Triumphbögen Italiens in Afrika. Antikenrezeption und Modernismus im kolonialen Kontext
Die monumentalen Triumphbögen, die in den 1920er und 30er Jahren in Italiens afrikanischen Kolonien in Somalia und Libyen errichtet wurden, verkörperten auf eindrucksvolle Weise den Anspruch des damaligen italienischen Reiches auf eine besondere Verbindung zu den Errungenschaften des Römischen Imperiums.
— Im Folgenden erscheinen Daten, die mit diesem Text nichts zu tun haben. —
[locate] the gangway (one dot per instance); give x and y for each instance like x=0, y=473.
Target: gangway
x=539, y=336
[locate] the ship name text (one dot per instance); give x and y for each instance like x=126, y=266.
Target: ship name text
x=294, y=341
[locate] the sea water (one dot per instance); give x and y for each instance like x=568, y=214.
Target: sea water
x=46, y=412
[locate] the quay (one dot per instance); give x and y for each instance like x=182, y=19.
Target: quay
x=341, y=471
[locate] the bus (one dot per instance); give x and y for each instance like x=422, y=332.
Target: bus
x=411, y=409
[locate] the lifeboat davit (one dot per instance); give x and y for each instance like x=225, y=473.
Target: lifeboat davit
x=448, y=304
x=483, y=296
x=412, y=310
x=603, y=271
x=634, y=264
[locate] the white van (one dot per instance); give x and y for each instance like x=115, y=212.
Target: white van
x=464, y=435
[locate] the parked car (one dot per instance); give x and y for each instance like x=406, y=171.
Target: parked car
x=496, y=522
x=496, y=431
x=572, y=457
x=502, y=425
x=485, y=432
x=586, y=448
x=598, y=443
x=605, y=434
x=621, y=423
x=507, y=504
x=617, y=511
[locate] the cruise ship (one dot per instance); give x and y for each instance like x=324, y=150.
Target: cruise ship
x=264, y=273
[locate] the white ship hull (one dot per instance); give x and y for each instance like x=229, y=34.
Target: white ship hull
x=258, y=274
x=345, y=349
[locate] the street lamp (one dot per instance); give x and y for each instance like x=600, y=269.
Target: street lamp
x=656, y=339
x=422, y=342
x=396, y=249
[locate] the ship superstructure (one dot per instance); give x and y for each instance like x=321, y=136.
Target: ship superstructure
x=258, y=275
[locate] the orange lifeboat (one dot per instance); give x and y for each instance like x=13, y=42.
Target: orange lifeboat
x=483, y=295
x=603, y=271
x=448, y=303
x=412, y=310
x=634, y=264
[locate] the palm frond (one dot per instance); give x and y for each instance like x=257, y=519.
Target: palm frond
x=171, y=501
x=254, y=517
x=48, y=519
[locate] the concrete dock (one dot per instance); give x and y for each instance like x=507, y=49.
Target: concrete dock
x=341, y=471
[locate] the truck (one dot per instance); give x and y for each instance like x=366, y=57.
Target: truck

Neben Beispielen, die sich stärker an klassischen oder neoklassischen Vorbildern orientierten, gab es jedoch auch solche, deren Gestaltung kaum Ähnlichkeit mit konventionellen Modellen aufwies. Ihre Architektursprache, die oft lokale Elemente integrierte, zeugte vielmehr von der intensiven Auseinandersetzung deren Architekten mit den Herausforderungen der Moderne und des Modernismus.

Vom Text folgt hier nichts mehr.